As he and the Marines worked forward around either side of the funnel, MacIntyre noted a curious sense of oppression and claustrophobia totally alien to what should be felt on the decks of a ship. A man couldn’t stand erect atop the LSM’s wheelhouse without striking his head on the rock ceiling of the cavern. The admiral jumped as something black flickered past his face, a panic-stricken bat fleeing its sanctuary, preferring even the hated day to the growing chaos.
The fire team rushed the rear entry of the deckhouse, and flashbangs roared again.
“Clear!”
“Clear!”
“Clear!”
“Clear!”
Four for four again. No contacts.
Having gotten the Sutanto inside the cavern, MacIntyre hadn’t wanted to sit on his thumb aboard the hulk, waiting while somebody else did the dirty work. He’d wanted in on the hunt for both Amanda and Harconan. But he also wasn’t a fool. He was quite aware he wasn’t an SOC Marine and that many of his Special Boat skills were rusty. He’d been content to be the trailer at the rear of the clearing squad, with no more mission than to look back over his shoulder.
That’s what he still was, outside of the exterior hatch with his back to the steel of the bulkhead, when it happened.
Inside the deckhouse he heard the clunk, and clatter of something bouncing down a ladderway.
“Grenade! Grenade! Gre—”
There was an explosion—not the sharp crack of a flashbang, but the crash of the real thing. Two of the SOC Marines who had preceded MacIntyre through the door were hurled back out through it, partially by the force of the bomb and partiall
y by their mad scramble to escape its effect.
He could not consciously recall how he got there, but MacIntyre found himself kneeling in the doorway, his carbine up-angled and firing ready. Only two Marines lay sprawled in the central passage of the deck house; the others had either been in one of the four cabins that opened off it or had dove for cover there. The attack had come from overhead, down the ladderway that led to the bridge.
Fortunately the grenade had been an offensive concussion model that didn’t spit shrapnel. It had flattened the assault force, however, leaving them open for a follow-up attack.
The carbine in MacIntyre’s hands was firing and he didn’t know why, ripping off burst after three-round burst at the top of the ladder. Then he caught up with himself and realized he was firing at movement seen through the opening in the overhead.
And what was he yelling at the top of his lungs? “Hostiles on the bridge! Hostiles on the bridge! Men down! Men down! We need corpsmen!”

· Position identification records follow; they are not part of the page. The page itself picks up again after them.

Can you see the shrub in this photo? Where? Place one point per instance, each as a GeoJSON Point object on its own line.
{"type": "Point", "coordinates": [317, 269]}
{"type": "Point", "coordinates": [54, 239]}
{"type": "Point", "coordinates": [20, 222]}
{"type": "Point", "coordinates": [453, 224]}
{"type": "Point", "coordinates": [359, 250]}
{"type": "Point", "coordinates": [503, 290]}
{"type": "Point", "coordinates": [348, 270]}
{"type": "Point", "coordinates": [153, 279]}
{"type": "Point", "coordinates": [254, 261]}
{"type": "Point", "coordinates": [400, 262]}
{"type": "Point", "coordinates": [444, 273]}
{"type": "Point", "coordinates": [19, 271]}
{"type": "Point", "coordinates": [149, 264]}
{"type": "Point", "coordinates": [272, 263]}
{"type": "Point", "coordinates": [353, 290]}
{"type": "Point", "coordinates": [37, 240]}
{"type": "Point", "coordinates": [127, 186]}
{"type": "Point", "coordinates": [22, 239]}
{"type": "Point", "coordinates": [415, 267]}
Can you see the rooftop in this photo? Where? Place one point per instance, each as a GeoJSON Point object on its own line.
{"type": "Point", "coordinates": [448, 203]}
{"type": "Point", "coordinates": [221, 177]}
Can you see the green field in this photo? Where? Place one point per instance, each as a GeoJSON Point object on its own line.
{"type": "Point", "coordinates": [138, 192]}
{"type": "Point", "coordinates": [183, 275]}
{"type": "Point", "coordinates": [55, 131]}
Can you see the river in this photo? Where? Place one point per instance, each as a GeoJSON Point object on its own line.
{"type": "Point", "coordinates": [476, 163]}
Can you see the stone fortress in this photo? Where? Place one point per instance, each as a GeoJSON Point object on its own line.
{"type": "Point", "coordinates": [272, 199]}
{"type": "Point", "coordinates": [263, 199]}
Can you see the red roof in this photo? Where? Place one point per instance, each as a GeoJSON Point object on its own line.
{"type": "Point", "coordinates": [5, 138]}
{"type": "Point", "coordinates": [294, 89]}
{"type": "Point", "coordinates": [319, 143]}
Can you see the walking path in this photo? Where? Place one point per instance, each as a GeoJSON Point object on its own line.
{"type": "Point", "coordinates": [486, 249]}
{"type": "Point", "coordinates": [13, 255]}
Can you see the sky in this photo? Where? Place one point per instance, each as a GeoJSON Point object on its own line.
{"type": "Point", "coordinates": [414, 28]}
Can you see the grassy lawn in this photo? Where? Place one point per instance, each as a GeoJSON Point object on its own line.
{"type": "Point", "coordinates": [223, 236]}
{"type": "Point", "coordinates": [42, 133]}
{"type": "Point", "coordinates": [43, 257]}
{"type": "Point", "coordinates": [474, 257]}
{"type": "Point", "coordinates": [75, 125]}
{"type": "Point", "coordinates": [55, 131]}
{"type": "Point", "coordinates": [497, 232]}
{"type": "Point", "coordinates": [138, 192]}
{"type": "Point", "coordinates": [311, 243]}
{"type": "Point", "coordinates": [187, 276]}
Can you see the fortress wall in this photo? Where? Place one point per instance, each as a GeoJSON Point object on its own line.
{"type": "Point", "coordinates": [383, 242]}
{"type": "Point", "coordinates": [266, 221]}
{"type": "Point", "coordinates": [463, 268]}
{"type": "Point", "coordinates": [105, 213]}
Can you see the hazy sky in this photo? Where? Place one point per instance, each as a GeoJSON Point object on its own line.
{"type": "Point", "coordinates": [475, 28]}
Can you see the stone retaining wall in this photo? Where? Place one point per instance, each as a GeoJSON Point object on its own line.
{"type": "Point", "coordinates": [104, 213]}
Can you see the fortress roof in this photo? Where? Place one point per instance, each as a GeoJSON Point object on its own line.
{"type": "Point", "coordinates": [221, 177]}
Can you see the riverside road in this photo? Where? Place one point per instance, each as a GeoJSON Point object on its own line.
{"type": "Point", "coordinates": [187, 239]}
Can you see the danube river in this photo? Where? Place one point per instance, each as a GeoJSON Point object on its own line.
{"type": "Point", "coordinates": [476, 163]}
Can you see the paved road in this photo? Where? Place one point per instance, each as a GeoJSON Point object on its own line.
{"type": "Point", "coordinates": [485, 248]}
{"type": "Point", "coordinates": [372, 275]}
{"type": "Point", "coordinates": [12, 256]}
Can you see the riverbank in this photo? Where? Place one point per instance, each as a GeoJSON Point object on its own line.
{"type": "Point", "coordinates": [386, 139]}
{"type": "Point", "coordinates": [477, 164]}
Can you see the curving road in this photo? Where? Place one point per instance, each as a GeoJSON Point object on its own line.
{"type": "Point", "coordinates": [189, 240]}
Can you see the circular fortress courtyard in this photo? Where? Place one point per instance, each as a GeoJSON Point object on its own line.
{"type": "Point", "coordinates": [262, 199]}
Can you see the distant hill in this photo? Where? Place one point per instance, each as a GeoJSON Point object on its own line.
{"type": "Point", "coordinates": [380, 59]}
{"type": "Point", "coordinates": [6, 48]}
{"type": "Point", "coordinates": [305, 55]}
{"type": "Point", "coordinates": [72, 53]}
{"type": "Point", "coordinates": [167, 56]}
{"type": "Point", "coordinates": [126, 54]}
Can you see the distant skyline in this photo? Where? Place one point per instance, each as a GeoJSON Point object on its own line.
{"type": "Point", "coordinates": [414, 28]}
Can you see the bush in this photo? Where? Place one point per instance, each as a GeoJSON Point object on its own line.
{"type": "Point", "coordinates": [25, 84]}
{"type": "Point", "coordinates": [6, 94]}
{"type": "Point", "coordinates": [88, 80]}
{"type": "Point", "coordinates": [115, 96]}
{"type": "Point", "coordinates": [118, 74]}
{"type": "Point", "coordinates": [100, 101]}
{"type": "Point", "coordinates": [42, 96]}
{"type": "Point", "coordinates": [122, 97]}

Someone in the wheelhouse screamed and a second hand grenade dropped to the passageway deck. Now totally detached from his own actions, MacIntyre wondered what he was up to now as he dropped the M-4 and lunged forward.
The evil little sphere of the grenade skittered across the linoleum, and frantically MacIntyre groped for it. His time sense was so adrenaline-distorted that he couldn’t count the passing seconds. He got his hand on the bomb and twisted to throw it … but where? Semiconscious and wounded Marines sprawled in every adjacent compartment and outside of the only open exterior hatch. The ship’s funnel blocked a clean pitch over the stern.
The searing realization of his own mortality seized Elliot MacIntyre by his throat. A crazy, kaleidoscopic jumble of images tumbled behind his eyes. His sons, his late wife on her wedding day, his daughter Judy as he had held her in his arms that first morning in the hospital, Amanda Garrett as she would have looked smiling up at him in that black-lace chemise. He clutched the grenade to his stomach and wrapped himself around it to smother the blast.